Preferisco essere odiato per ciò che sono, piuttosto che essere amato per ciò che non sono.”

kurt Cobain

Pare scontata la frase “sii te stesso” perché forse viene normale chiedersi “perché, io non sono me stesso?”. Forse no, non sempre. Impariamo a indossare maschere, a rispondere a molti ruoli, a compiacere gli altri. Impariamo che possiamo essere migliori, diversi, che dobbiamo rispondere sia alle nostre aspettative che a quelle degli altri. Ecco perché ci vuole coraggio per essere sé stessi, perché è necessario riconoscere quanto la vita ci ha in realtà allontanati da noi da chi siamo veramente.Il coraggio è considerato il contrario della paura e viene associato ad immagini eroiche, forti o a qualcosa che sia visibilmente potente. Invece il coraggio, nel suo vero significato è forza del cuore, una forza che non si vede, un’energia che ci muove verso l’autenticità, la verità. Il coraggio è quando abbiamo la forza di essere noi stessi nel profondo. .

E dunque apparire o scegliere di essere?

È la domanda che ho posto allo scrittore Antonio Lera la cui risposta ha dato vita ad un lungo dialogo capace di penetrare le superficialità e le difese di cui solitamente ci facciamo scudo. Ascoltarsi  e rispondersi  a vicenda con autenticità è la chiave che aiuta a forgiare legami fra le persone.

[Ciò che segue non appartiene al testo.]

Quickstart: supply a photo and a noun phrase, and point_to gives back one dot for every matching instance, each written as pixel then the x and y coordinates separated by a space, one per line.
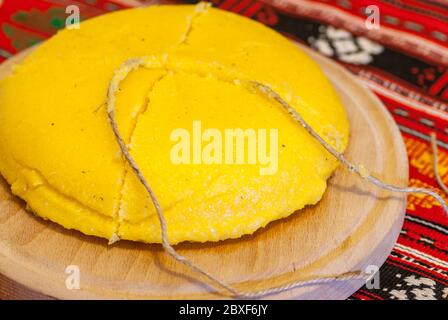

ANTONIO LERA, Medico, specializzato in Neurologia e Psichiatria, Psicologo, Psicoterapeuta e Sessuologo, con Incarichi di Docenza presso le Università degli Studi de L’Aquila e La Sapienza di Roma ed appartenenze a prestigiose Società Scientifiche Italiane è anche Scrittore e Critico d’arte e letterario, Candidato al Nobel per la Letteratura negli anni 2020, 2021 e 2023, Candidato Al Neustadt International Prize for Literature 2023. Fondatore e Presidente di AGAPE Accademia Caffè Letterari d’Italia e d’Europa, che hanno fatto tappa in alcuni dei più prestigiosi CAFFE’ E LOCALI STORICI d’Italia e d’Europa. Fondatore di un Rotary Club e PastPresident di 2 Rotary Club Distretto 2090 Italia, è una delle figure maggiormente distintesi nel campo della cultura e letteratura contemporanea; la sua attività letteraria risente particolarmente della sua formazione medico-psicologica. Nell’ambito del suo percorso artistico si è Diplomato in: RECITAZIONE presso il Laboratorio Minimo Teatro di Ascoli Piceno, SCENEGGIATURA E REGIA presso l’Istituto Multimediale Scrittura e Immagine di Pescara, DOPPIAGGIO presso L’Accademia Flaiano di Pescara. Regista e Sceneggiatore di cortometraggi sul tema della salute mentale ed handicap, tra cui quello sul tema della salute mentale dal titolo VOGLIA DI STUPIRSI. Risulta incluso nell’elenco nazionale degli autori e scrittori dal 1998. Pubblicazione di articoli su numerose Riviste, testate in rete o cartacee. Vanta Iscrizioni ed appartenenze a: As.Pe.I., Associazione Pedagogisti Italiani; AMSI (Associazione Medici Scrittori Italiani); I LUOGHI DELLA SCRITTURA (San Benedetto del Tronto); SLOWFOOD (Condotta Valdaso-San Benedetto del Tronto). Past President dell’Associazione Amici della Cultura e Direttore Artistico dei Premi Letterari: “Roseto Giovani”, “Poesia: Medicina dell’Anima” e del “Festival di Letteratura Cinema e Fotografia Anfiosso”. Articolista per la Rivista Mensile L’Eco di S. Gabriele, dal 1997 al 2001. Scrittore, Operatore culturale e critico artistico. Ha scritto due romanzi e tre sceneggiature. Coautore di un Cd musicale: “CAPACE D’AMORE”. Ha organizzato e Presieduto nel 2011 il 60° Congresso A.M.S.I. (Associazione Medici Scrittori Italiani). E’ inserito nell’Antologia poetica della Regione Lazio, Assessorato alla cultura, LA POESIA NEL CASSETTO, edizione del 1989.

L’intervista

Medico, specializzato in Neurologia e Psichiatria, Psicologo, Psicoterapeuta e Sessuologo, con Incarichi di Docenza presso le Università degli Studi de L’Aquila e La Sapienza di Roma, Scrittore e Critico d’arte e letterario: un professionista poliedrico Antonio. Contesti diversi richiedono modalità di lavoro diverse?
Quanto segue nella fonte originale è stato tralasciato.